# Oh no, another holiday!!!



## cape chef (Jul 31, 2000)

Tommorrow we cut down our xmas tree or Hanukah bush. The lights will be strung the Manorah dusted off, the garland laid out and the dreidels placed with care, the suger canes will get hung and the Geilt (sp?)will be resurfasing.I can't believe we are back again to this nutty time of year!! Where did the time go? We just finished our leftovers from Thanksgiving and now it's onto the biggy holidays.So whats everybody thinking about making for there special holiday? What are your traditions? What are your favorites?
Is there another uncle Bob lurking in the shadows for the upcoming season of good will?
When will we find the time?how will we afford everything? Will we be able to see everyone we promised we would last year? Will Santa and hanukah Harry take good care of our children?
As for me, I think I will pull down my pants and slide on the ice!! Slow down,cool down,enjoy my family, eat like a pig,cook like a slave and say I will never do this again Never never never!! Ok Until next year















cc
Oh by the way Happy Holidays


----------



## m brown (May 29, 1999)

Dude, I am so with you on this one. I have cleared out everything so next week is my last killer week.
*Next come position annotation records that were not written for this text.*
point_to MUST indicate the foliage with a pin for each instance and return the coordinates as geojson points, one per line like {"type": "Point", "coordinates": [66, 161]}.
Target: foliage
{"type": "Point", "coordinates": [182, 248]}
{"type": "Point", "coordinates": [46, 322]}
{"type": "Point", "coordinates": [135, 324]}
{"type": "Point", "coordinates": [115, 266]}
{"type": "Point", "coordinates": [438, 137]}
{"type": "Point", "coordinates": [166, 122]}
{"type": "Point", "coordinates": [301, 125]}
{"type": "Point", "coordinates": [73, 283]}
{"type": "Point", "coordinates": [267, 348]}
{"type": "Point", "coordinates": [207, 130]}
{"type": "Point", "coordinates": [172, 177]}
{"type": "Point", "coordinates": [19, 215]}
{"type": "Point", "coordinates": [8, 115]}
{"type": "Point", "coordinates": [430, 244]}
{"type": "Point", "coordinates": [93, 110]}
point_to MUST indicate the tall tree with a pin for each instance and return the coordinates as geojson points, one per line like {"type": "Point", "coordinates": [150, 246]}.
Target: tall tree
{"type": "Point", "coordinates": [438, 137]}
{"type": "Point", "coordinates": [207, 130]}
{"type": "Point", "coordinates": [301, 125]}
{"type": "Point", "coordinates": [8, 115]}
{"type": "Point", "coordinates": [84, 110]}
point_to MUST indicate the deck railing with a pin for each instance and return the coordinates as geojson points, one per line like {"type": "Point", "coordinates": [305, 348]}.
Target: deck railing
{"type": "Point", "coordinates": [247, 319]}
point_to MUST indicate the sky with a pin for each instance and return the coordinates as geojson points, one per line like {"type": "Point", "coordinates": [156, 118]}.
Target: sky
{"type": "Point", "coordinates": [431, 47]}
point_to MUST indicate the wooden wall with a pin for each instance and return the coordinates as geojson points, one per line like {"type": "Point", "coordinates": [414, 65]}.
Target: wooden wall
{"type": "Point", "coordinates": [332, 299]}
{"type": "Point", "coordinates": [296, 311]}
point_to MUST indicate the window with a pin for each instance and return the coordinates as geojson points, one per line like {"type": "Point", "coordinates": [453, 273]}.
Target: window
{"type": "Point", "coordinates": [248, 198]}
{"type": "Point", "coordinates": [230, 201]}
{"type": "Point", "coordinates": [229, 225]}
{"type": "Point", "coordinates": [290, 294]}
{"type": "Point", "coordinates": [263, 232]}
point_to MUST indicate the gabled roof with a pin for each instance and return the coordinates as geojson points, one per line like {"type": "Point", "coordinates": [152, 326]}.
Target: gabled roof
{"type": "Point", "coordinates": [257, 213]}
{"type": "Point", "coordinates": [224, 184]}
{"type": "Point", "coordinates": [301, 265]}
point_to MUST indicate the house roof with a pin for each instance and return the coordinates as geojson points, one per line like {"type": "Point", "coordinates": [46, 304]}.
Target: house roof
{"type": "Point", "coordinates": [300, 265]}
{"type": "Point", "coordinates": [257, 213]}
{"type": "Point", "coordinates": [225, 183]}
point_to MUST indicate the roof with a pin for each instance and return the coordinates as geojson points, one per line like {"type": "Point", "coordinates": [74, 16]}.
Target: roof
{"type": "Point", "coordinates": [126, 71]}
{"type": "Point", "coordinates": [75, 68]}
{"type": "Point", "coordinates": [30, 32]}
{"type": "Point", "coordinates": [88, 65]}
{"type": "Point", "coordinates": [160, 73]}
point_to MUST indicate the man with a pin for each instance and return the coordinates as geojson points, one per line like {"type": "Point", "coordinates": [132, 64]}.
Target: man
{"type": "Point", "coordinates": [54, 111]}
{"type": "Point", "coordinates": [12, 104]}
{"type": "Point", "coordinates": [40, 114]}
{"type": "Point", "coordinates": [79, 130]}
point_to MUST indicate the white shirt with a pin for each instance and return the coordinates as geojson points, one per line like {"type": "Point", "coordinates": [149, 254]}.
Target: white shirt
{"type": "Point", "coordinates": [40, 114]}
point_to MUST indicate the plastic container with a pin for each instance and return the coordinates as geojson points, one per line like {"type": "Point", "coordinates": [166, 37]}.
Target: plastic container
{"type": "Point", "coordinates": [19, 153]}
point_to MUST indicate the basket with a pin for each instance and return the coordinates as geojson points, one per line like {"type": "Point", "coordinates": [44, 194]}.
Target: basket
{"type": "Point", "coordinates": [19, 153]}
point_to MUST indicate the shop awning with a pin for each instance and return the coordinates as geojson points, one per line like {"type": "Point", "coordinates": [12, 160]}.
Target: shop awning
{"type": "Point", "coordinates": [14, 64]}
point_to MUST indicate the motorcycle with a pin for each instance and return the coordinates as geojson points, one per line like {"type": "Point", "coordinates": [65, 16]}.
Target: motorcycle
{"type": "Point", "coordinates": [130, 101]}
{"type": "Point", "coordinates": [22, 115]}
I will only do the restaurant (and cheftalk, but that ain't work) for the holidays leaving me time for the family. 
I posted a menu the other day looking for some helpful hints!
as far as affording the holidays, nfw, that is why we work like dogs! 
Clearing out the house of the past few years of junk and junk mail, that is my goal, for the Christmas tree needs a space and the trains need a space and I need some space!!!!
I would like to include more traditions this season, more light. we'll see. Bought the old fashion ceramic lights for the tree this year, brings me back in the way back machine to younger days......... there was an uncle bob type in my past, but alas, he moved.(just an old weird uncle) no good stories to tell.... maybe that is a good thing








happy holidays to all and to all a good night!
what ever you celebrate, do so with gusto!


----------



## isa (Apr 4, 2000)

I am sorry to say that the uncle Bob of our family will be spending Christmas with us. Christian Charity my step-mother says. Maybe so but the stories are getting old and the constant criticism harder to take...


----------



## mezzaluna (Aug 29, 2000)

We don't have a blended holiday season at our house, like cape chef, so it's just December with a little Chanukah thrown in. My nod to that holiday will be one very small batch of potato latkes (with sour cream), and that's about it. We have no kids, so that makes things simpler, although less interesting. We'll be in Naples, Florida at the end of the month, so there's no partying- just sauntering on the beach with family. Instead of finding the nearest Chinese restaurant on Christmas Eve, I'll hit a good meat place I know of in Naples and make some veal piccata or marsala or something. Or, if we're lucky, my doctor/cook brother will invite us over to his place for something scrumptious that night. I may find a goose to roast for New Year's when we get back. It just sounds really good to me, maybe with pommes Anna and .... any suggestions?


----------



## isa (Apr 4, 2000)

Mezzaluna,


You could try doing the goose the French way with chestnuts, it's very traditional. I never tried it myself though.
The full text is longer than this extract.